European Union leaders will broach the "challenges of globalization" at an informal summit this week -- while strenuously avoiding awkward topics which have dragged the bloc to the brink of all-out crisis.
Tough EU issues to crack, but they're on the back burner for now
The summit talks, amid the Tudor splendour of Hampton Court Palace outside London, are officially aimed at working out Europe's strategic response to the threat typified by rising Asian giants like China and India.
But looming over the meeting like a royal specter will be the dual challenge of a deadlock over the bloc's future budget, and the more fundamental question of its whole future, following the rejection by France and the Netherlands of the EU constitution.
"I hope we can avoid getting into detailed discussions of the future financing issue at Hampton Court," said British Prime Minister and summit host Tony Blair, referring to talks on the 2007-2013 budget for the 25-nation bloc.
The budget standoff is of particularly urgent concern to the 10 new, mostly ex-communist, countries which joined the EU last year and need a resolution to unblock key EU funds for their still relatively poor economies.
Response to globalization
But while some still want to discuss finances, formally the one-day meeting -- cut down from two after some EU leaders clearly thought there was not enough meat to justify the overnight stop -- will tackle the lofty subject of Europe's future in the age of "globalization."
Outgoing Chancellor Schröder (l)with the UK's Tony Blair
Traditional EU heavyweights France and Germany -- whose outgoing social democratic leader Gerhard Schröder will be attending his last summit -- will be keen to defend their long-cherished vision of Europe's "social model."
But Blair, who currently holds the EU's rotating presidency, will be equally keen to bang the drum for the kind of free-market reforms espoused by Schröder's successor Angela Merkel.
The main theme of discussions will be "the opportunities and challenges of globalization," Blair said in his letter of invitation to the summit. "How do we meet the competitive challenge and maintain the security of our citizens in a world of unprecedented movement?"
French President Jacques Chirac -- whose long-strained relations with the British leader have reached a new nadir amid the EU budget standoff -- can be counted on to have diverging views from the summit host.
Paris has long been the champion of a European economic model which puts far more emphasis on generous social protection, workers' rights and ensuring that key state enterprises remain viable.

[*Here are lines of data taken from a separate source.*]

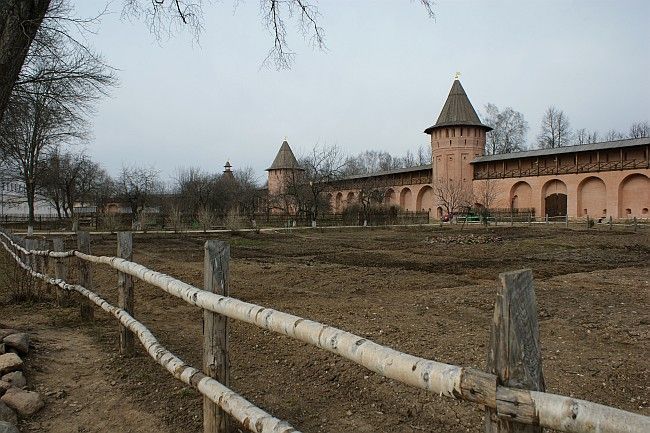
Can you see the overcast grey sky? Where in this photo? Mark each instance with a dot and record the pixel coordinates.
(383, 79)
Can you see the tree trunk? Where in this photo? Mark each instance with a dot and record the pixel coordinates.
(30, 190)
(19, 22)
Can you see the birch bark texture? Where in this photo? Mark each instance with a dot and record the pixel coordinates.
(216, 362)
(125, 291)
(60, 273)
(85, 276)
(515, 355)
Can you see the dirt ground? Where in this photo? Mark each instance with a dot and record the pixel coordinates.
(427, 291)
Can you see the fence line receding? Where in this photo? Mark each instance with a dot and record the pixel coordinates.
(515, 358)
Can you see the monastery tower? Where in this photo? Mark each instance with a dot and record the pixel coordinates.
(283, 170)
(457, 137)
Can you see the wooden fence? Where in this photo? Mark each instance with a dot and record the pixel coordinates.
(512, 390)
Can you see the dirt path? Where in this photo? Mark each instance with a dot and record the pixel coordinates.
(425, 291)
(67, 366)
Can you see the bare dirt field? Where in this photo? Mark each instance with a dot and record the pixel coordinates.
(426, 291)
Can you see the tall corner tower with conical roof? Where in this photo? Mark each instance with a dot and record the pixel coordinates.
(457, 137)
(284, 170)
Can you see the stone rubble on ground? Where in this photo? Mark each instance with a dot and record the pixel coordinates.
(7, 414)
(15, 378)
(6, 427)
(5, 332)
(14, 400)
(23, 402)
(10, 362)
(18, 341)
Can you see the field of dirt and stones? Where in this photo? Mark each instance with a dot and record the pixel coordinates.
(427, 291)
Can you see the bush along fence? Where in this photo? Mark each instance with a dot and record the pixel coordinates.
(512, 391)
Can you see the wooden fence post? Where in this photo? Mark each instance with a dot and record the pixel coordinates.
(85, 276)
(514, 355)
(41, 266)
(216, 362)
(60, 273)
(125, 290)
(28, 244)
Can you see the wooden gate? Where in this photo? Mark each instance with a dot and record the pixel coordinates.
(556, 205)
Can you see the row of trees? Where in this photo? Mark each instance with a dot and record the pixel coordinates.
(510, 129)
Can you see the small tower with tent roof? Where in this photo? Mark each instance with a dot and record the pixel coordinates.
(284, 170)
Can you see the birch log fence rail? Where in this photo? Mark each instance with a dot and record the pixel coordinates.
(512, 393)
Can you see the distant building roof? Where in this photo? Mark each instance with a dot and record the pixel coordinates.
(567, 149)
(387, 172)
(285, 159)
(457, 110)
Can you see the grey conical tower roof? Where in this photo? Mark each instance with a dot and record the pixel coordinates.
(285, 159)
(457, 110)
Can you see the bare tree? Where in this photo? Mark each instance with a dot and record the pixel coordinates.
(249, 194)
(555, 130)
(19, 23)
(453, 196)
(136, 186)
(613, 135)
(371, 195)
(639, 130)
(582, 136)
(68, 178)
(424, 155)
(485, 194)
(371, 161)
(195, 190)
(509, 130)
(323, 165)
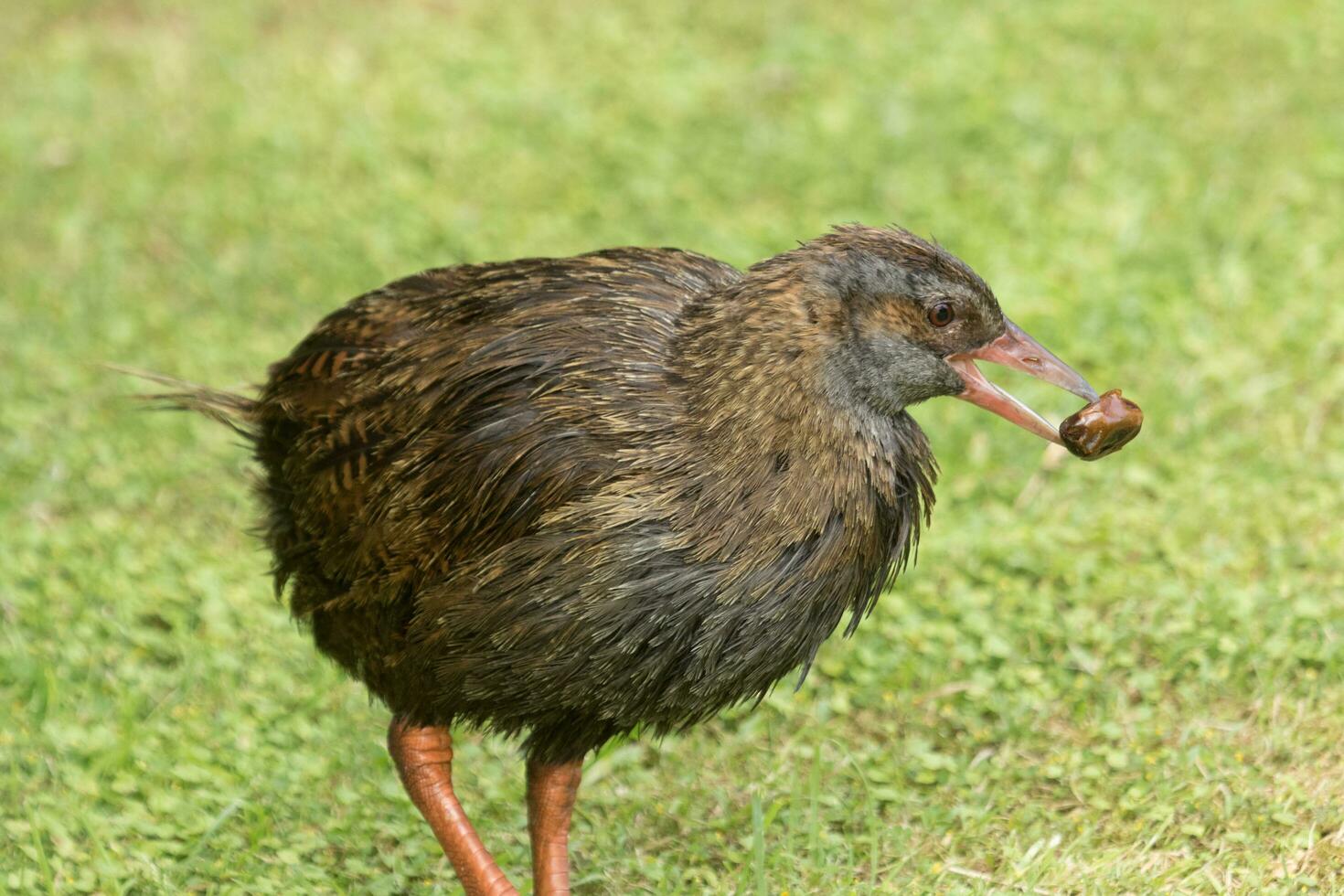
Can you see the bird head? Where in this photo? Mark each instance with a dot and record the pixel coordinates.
(910, 320)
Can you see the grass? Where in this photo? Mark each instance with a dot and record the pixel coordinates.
(1112, 677)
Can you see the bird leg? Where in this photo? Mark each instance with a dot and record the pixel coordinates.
(423, 758)
(549, 802)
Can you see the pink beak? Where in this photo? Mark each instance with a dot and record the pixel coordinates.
(1020, 352)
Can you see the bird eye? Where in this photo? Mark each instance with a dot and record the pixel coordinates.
(941, 315)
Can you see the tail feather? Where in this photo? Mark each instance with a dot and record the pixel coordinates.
(235, 411)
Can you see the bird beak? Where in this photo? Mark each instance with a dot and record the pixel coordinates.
(1019, 351)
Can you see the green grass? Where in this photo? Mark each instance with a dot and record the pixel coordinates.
(1124, 676)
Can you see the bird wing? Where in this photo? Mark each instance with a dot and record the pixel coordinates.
(441, 417)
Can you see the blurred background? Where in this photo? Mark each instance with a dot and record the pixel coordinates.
(1124, 676)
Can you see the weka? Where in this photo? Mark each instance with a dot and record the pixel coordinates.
(571, 497)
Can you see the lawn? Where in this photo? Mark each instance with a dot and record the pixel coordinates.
(1103, 677)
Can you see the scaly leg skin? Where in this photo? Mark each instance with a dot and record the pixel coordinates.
(423, 758)
(549, 802)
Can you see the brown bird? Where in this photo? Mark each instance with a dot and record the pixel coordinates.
(571, 497)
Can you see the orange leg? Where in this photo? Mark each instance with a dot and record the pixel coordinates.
(549, 802)
(423, 758)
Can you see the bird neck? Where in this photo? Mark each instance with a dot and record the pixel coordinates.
(778, 450)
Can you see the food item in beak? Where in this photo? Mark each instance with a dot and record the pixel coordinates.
(1103, 427)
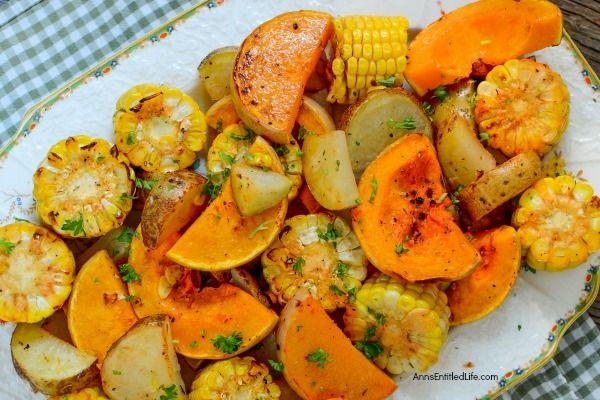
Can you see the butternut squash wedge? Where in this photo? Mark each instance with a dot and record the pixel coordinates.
(99, 312)
(489, 32)
(484, 290)
(269, 76)
(221, 238)
(197, 316)
(319, 361)
(402, 223)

A French dairy farm, part of the beloved "terroir" France wants defended
Indeed, the summit takes place against the background of world trade talks in which France is fiercely defending the EU's long-disputed Common Agricultural Policy (CAP), of which French farmers are the main beneficiaries.
The CAP is at the heart of the budget standoff: Britain is pushing hard for further reform of its trade-distorting payouts. But France is standing firm, while countering that Blair must surrender London's long-cherished EU rebate.
While serious budget haggling is not on the menu in Hampton Court, there is hope for some "informal discussion" in the corridors of Henry VIII's palace by the Thames, possibly even making some progress ahead of a December showdown.
But no progress -- and precious little discussion -- is expected on the other key problem facing the EU: the rejection of its constitution by French and Dutch voters, which plunged the bloc into crisis in June.
The institutional blueprint was designed to avoid decision-making gridlock in the still-expanding Union, which is set to welcome Romania and Bulgaria in 2007 with a line of others waiting at the EU door.
Few expect any progress on the issue until after French presidential polls in 2007, when some hope that Chirac may be succeeded by a more popular leader -- such as Nicolas Sarkozy -- who could somehow turn the French "non" around.
Many in the EU are skeptical about EU membership
But the prospect of the charismatic rightwinger in the Elysee Palace -- following the German transfer of power to Merkel -- raises another thorny strategic issue for the European bloc: Turkey.
The EU overcame last-minute problems this month to start membership talks with the vast mostly Muslim state. But both Merkel and Sarkozy are openly opposed to Turkey ever actually joining. That issue may, again, be discussed in the sidelines of this week's summit. But in the formal talks Blair will be keen to keep the focus squarely on more general strategic issues.